Laval perd sa vérificatrice générale au profit de Montréal

Stéphane St-Amour stephane.st-amour@tc.tc
Publié le 2 novembre 2016

Michèle Galipeau

©Photo: TC Media – Archives

DÉPART. En poste depuis 2012, la vérificatrice générale de Laval, Michèle Galipeau, quittera ses fonctions le 12 août, alors qu'il restait encore deux ans et demi à écouler à son mandat de sept ans.
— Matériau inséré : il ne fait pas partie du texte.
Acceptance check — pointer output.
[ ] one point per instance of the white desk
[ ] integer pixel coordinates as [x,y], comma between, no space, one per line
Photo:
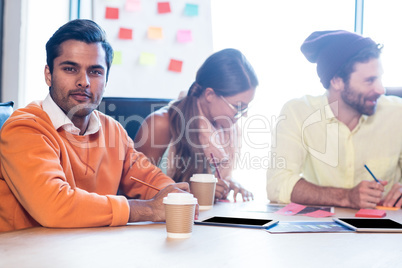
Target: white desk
[146,245]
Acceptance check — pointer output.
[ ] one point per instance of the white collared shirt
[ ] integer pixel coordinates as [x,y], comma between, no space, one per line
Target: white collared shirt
[60,119]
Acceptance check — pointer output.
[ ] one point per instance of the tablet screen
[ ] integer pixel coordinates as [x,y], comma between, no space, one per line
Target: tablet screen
[238,221]
[372,223]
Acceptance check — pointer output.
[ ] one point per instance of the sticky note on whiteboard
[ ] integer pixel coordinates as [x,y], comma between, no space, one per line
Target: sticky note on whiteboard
[133,5]
[112,13]
[117,58]
[191,10]
[175,65]
[155,33]
[125,33]
[163,7]
[147,59]
[184,36]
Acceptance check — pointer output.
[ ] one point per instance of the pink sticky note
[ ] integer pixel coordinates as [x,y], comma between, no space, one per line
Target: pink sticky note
[319,214]
[175,65]
[155,33]
[291,209]
[163,7]
[112,13]
[133,5]
[370,213]
[184,36]
[125,33]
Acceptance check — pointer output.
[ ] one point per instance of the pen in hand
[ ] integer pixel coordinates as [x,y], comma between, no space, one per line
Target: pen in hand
[146,184]
[216,166]
[399,198]
[371,174]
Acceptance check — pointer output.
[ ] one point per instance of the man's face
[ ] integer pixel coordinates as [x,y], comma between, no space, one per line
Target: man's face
[79,78]
[364,87]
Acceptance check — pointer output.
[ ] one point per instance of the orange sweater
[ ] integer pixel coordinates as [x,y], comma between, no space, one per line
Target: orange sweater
[53,178]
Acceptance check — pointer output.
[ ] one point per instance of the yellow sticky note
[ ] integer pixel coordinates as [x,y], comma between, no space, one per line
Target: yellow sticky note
[117,58]
[155,33]
[147,59]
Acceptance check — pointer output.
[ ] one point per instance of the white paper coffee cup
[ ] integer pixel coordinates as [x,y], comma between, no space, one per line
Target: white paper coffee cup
[179,210]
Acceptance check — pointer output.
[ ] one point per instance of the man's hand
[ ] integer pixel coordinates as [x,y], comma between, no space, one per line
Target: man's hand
[153,209]
[367,194]
[222,189]
[393,196]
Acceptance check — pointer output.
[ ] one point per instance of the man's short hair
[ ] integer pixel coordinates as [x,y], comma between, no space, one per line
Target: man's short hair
[81,30]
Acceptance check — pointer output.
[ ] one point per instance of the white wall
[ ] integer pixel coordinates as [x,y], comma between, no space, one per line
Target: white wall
[11,85]
[28,24]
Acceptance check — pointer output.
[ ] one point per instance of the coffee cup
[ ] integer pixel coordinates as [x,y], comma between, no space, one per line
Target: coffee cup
[202,186]
[179,211]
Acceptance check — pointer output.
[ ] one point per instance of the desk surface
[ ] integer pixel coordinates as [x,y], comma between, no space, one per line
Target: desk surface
[146,245]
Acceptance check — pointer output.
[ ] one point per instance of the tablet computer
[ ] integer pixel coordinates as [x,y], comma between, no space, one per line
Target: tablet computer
[237,222]
[370,224]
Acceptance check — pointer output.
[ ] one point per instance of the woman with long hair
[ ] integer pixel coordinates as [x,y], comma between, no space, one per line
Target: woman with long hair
[192,133]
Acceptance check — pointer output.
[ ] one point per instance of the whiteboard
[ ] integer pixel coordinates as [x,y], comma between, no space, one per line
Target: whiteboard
[130,77]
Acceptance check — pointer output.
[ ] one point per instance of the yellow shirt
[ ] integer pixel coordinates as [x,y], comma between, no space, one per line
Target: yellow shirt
[310,142]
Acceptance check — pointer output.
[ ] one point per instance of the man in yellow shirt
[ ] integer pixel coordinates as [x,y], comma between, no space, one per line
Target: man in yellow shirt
[324,142]
[62,161]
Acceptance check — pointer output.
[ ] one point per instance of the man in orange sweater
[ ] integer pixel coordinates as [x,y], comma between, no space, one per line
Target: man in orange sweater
[62,161]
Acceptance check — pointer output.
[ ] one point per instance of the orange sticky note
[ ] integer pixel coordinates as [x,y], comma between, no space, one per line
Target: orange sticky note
[125,33]
[175,65]
[184,36]
[370,213]
[291,209]
[155,33]
[112,13]
[164,7]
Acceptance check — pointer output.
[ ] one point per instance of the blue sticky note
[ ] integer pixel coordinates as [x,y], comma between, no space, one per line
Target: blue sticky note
[191,10]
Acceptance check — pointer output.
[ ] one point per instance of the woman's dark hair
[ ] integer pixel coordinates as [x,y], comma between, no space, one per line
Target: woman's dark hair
[81,30]
[228,73]
[364,55]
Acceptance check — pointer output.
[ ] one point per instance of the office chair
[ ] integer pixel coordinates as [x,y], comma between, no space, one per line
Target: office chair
[130,112]
[6,109]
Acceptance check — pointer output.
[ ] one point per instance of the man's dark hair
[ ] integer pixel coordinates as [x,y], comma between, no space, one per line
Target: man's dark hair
[81,30]
[366,54]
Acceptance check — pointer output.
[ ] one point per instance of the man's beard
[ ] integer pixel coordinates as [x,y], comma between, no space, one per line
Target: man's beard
[358,100]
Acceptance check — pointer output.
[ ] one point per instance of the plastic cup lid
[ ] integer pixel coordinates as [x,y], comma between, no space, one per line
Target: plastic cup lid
[180,199]
[203,178]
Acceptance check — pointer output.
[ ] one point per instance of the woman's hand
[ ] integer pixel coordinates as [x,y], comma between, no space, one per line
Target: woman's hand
[223,188]
[237,188]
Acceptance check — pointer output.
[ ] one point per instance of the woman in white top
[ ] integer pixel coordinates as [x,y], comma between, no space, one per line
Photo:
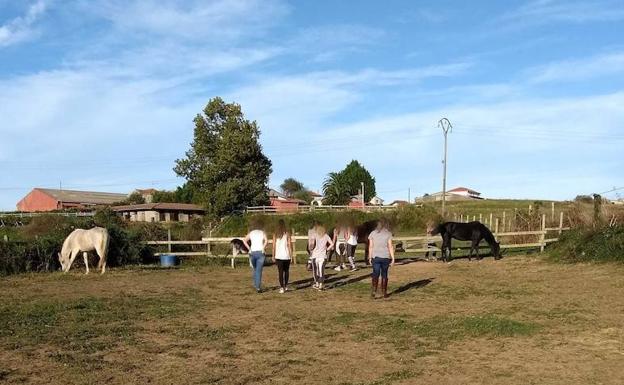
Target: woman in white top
[256,242]
[322,243]
[282,252]
[351,245]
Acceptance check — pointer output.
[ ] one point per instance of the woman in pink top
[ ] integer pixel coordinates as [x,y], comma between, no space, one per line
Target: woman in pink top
[322,243]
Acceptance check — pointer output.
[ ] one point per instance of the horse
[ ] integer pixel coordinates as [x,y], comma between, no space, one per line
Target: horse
[362,232]
[238,247]
[471,231]
[84,240]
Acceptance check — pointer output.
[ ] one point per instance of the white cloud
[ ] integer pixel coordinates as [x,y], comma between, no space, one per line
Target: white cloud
[547,11]
[21,28]
[577,70]
[209,21]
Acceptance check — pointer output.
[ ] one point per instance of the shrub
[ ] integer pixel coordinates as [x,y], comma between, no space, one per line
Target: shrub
[596,244]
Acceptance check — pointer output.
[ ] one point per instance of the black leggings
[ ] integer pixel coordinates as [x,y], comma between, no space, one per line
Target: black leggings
[282,270]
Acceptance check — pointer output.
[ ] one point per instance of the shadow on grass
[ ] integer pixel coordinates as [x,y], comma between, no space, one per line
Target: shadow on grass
[412,285]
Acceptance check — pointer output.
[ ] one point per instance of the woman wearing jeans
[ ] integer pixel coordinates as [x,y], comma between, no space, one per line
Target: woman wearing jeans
[322,243]
[381,256]
[256,241]
[282,252]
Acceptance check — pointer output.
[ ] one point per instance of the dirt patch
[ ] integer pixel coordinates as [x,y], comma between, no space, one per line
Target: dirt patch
[516,321]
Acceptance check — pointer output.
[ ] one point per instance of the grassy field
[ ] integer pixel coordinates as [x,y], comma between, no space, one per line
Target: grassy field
[520,320]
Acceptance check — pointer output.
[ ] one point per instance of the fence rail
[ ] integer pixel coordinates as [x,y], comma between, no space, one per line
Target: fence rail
[418,243]
[38,214]
[314,208]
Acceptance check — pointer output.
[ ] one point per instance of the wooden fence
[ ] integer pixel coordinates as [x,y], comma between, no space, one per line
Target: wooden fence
[411,244]
[315,208]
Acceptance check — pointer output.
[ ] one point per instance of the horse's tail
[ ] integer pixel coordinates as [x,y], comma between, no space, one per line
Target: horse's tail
[104,248]
[491,240]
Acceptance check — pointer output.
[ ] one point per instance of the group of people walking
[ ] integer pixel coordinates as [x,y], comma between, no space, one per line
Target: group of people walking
[321,246]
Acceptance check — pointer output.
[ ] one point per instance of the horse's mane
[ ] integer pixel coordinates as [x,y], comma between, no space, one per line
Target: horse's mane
[487,235]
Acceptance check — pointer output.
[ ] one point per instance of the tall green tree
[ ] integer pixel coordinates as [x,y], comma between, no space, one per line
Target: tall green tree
[354,175]
[290,186]
[339,187]
[225,165]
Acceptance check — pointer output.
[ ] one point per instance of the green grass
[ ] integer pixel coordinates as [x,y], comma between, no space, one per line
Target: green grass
[437,332]
[83,329]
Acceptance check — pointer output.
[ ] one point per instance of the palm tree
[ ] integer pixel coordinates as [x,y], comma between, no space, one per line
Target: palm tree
[336,189]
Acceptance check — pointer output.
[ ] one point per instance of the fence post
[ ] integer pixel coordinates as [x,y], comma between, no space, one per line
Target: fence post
[294,243]
[503,221]
[543,236]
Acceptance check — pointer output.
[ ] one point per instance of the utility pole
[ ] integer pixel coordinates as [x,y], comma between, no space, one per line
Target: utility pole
[362,184]
[446,126]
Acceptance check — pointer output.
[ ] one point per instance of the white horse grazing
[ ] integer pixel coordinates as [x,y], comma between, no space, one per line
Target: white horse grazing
[85,241]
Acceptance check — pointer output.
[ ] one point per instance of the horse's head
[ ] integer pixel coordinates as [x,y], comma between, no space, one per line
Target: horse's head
[433,229]
[496,250]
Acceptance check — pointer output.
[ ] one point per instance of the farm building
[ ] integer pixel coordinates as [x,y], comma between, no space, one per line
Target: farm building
[282,203]
[44,199]
[458,193]
[147,194]
[317,199]
[159,212]
[376,201]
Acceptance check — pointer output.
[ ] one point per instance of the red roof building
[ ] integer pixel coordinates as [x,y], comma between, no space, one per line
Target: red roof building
[281,203]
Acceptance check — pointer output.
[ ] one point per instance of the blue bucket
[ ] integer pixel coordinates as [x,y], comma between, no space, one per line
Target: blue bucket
[169,260]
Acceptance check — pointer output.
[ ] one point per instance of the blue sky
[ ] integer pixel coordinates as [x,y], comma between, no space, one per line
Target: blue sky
[100,95]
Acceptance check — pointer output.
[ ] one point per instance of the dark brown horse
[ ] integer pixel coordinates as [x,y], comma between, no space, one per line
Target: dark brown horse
[471,231]
[362,231]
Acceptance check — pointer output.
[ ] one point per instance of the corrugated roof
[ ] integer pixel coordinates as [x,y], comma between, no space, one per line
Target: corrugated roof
[89,197]
[160,206]
[458,189]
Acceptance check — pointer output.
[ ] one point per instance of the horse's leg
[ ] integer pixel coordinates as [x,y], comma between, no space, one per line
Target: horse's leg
[72,256]
[85,256]
[446,248]
[102,253]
Elle poursuivra sa carrière à la Ville de Montréal, où elle occupera les mêmes fonctions. «C'est une très belle opportunité de carrière qui ne se répétera pas», a-t-elle indiqué au Courrier Laval.

Michèle Galipeau suit ainsi les traces de Me Patrice Guay qui, le mois dernier, avait quitté la direction du Service des affaires juridiques de Laval à la faveur du poste d’avocat en chef à la Ville de Montréal.

L'idée d'occuper le poste de chien de garde des finances publiques dans la plus grande ville au Québec est le genre d'offre qu'on ne peut refuser, laisse entendre Mme Galipeau.

Cela étant, elle s'est dite «extrêmement bien» à Laval, saluant au passage l'«excellente équipe» formée de son adjointe et des trois chefs vérificateurs qui demeurent en poste.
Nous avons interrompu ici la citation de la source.